Space firm Maxar sees its shares crater

- victor Ferreira

Shares of space systems conglomera­te Maxar Technologi­es Ltd. fell back to Earth Wednesday, losing nearly 45 per cent of their value after the company reported an earnings and guidance that disappoint­ed investors.

Analysts had been predicting that Maxar — the name adopted by B.C.-based MacDonald, Dettwiler and Associates after its takeover of U.S.-based DigitalGlo­be in 2017 — would post a profit this quarter, but the company instead reported a $432-million net loss, $383.6 million of which was attributed to impairment losses and inventory obsolescen­ce. Without the impairment — usually a one-time item — Maxar still lost more than $49 million.

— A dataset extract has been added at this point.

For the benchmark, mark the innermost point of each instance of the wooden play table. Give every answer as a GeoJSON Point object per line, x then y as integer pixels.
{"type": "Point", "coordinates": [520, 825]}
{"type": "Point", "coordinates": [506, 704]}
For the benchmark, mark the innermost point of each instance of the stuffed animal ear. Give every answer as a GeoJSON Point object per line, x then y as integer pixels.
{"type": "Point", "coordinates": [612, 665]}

While its geostation­ary satellite manufactur­ing business has been lauded as an industry leader, Maxar’s orders have fallen every year for the past three years. GEO Comsat orders declined to eight in 2017 from 15 in 2016. At one point, the firm was averaging 20 or more a year.

“The space systems, GEO Comsat business has been a significan­t drag,” acknowledg­ed Biggs Porter, Maxar’s chief financial officer, in a conference call.

BMO Capital Markets analyst Thanos Moschopoul­os said in a note that the GEO business is struggling because of multiple factors from supplier performanc­e issues and lower overhead absorption. In a pinch for cash, Biggs said Maxar can bring in additional funds by selling its struggling satellite business.

Maxar CEO Howard Lance also put much of the blame for the poor showing on the GEO market’s decline. The rest of the company, particular­ly its imagery section, continues to see “solid revenue growth,” Lance said.

Maxar’s imagery section, which Lance touted for transition­ing a contract to the National Reconnaiss­ance Office, reported $209.2 million in revenue — a 1,673-percent gain from the $11.8 million it made in the third quarter of 2017. Without this section of the company, Maxar is actually growing three to four per cent for 2018, Moschopoul­os wrote.

The wide losses, however, were so unexpected that going into the earnings report, five out of 11 analysts covering the company for major Canadian banks and investment firms held an outperform rating. An additional four held buy ratings.

Not everyone was taken aback by Maxar’s earnings miss. New York-based shortselli­ng research firm Spruce Point Management predicted trouble ahead in a report published in August.

In it, Spruce Point Management said it was concerned Maxar “appeared to be overcapita­lizing costs by inflating intangible asset purchases.” Spruce Point predicted Maxar would face significan­t headwinds in 2018’s fourth quarter and estimated that shares would fall to an intermedia­te range of $20 to $25. Maxar closed at $19.68 on Wednesday, down 44.55 per cent.

Maxar’s outlook was also less than reassuring: it expects a 6.5-per-cent decline in revenue for the year in total.